Meloni affronta il problema sbarchi. Qualcosa non torna con gli accordi fatti con l’Europa dai governi precedenti

Il governo Meloni fra incudine e martello. L’incudine della promessa elettorale di fermare l’immigrazione irregolare e difendere i confini nazionali. Il martello delle leggi internazionali come il principio del non respingimento (non refoulement) previsto dalla convenzione di Ginevra e del mainstream che spinge per l’accoglienza a tutti i costi.

Così ha scelto la strada degli sbarchi selettivi, facendo scendere dalle navi delle Ong, oltre alle donne e ai minori, le persone dichiarate ‘fragili’, dai medici e dagli psicologi incaricati di esaminare i ‘migranti’. Cioè tutti. A parte la nave che, grazie a un colloquio personale fra la Meloni e Macron, la Francia ha deciso di accogliere nel porto di Marsiglia, a Lampedusa, a Catania e a Reggio Calabria sono sbarcati tutti. 

Ed effettivamente se per ‘fragili’ non s’intendono le persone malate o denutrite, ma quelle psicologicamente provate per lo stress del viaggio, le torture e lo spavento per aver attraversato quel mare, sono tutti fragili. Quindi tutti a terra. Cioè in Italia.

E’ cambiato il governo, ma non è cambiato il contesto internazionale.

Soprattutto non è cambiato l’impegno dell’Italia con l’Ue nell’ambito dell’accordo stipulato dai governi precedenti fondato sullo scambio emigrati/denaro, in base al quale non è dato di sapere quanti euro l’Europa versi al nostro paese in cambio dell’accoglienza degli africani irregolari che arrivano a decine di migliaia sulle nostre coste. Ovvero quanto pagano l’Italia per fare da campo profughi. Un accordo che spiegherebbe come mai l’Europa ha dimostrato di considerare i suoi confini a sud le Alpi e non le coste italiane sul Mediterraneo. 

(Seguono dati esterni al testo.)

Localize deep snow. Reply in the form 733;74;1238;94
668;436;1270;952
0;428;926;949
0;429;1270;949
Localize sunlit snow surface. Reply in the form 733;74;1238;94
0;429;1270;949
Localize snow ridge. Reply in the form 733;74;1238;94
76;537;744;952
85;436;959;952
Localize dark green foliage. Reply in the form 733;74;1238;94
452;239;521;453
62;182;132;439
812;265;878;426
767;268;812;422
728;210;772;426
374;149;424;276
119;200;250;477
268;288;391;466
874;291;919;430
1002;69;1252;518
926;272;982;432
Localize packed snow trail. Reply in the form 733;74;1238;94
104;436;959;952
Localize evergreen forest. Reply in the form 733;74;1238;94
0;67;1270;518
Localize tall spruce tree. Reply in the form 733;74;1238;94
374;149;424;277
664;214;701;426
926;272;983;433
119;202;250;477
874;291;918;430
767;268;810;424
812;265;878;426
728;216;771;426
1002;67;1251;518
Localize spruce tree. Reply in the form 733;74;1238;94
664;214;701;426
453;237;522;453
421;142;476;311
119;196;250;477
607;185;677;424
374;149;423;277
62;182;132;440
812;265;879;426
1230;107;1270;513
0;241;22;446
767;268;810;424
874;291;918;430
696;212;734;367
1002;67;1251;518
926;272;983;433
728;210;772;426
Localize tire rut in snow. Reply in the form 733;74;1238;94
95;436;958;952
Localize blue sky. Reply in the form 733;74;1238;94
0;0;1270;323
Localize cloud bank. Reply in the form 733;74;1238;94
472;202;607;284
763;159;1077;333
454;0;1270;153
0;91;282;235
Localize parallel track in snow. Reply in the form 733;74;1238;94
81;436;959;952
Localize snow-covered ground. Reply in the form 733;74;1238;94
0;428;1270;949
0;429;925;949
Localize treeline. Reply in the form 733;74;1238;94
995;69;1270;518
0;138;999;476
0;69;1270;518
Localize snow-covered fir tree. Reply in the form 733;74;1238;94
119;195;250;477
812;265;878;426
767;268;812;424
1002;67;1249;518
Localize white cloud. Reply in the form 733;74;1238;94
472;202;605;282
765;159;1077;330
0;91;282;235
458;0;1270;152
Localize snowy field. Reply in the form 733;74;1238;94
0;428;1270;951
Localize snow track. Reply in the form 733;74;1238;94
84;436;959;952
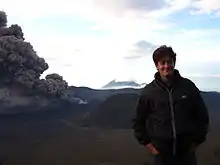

Saputo dell’arrivo della nave Ocean Viking a Marsiglia, il portavoce del governo francese Veran, ha chiesto che “l’Italia rispetti gli impegni europei”. “La barca – afferma – si trova nelle acque territoriali italiane, ci sono regole estremamente chiare che sono state accettate dagli italiani, che sono di fatto i primi beneficiari di un meccanismo europeo di solidarietà finanziaria”. Di che accordo parla Veran? Chi l’ha fatto? Perché noi cittadini italiani che veniamo informati anche sulle scarpe della Meloni e la cravatta di Mattarella non ne sappiamo niente?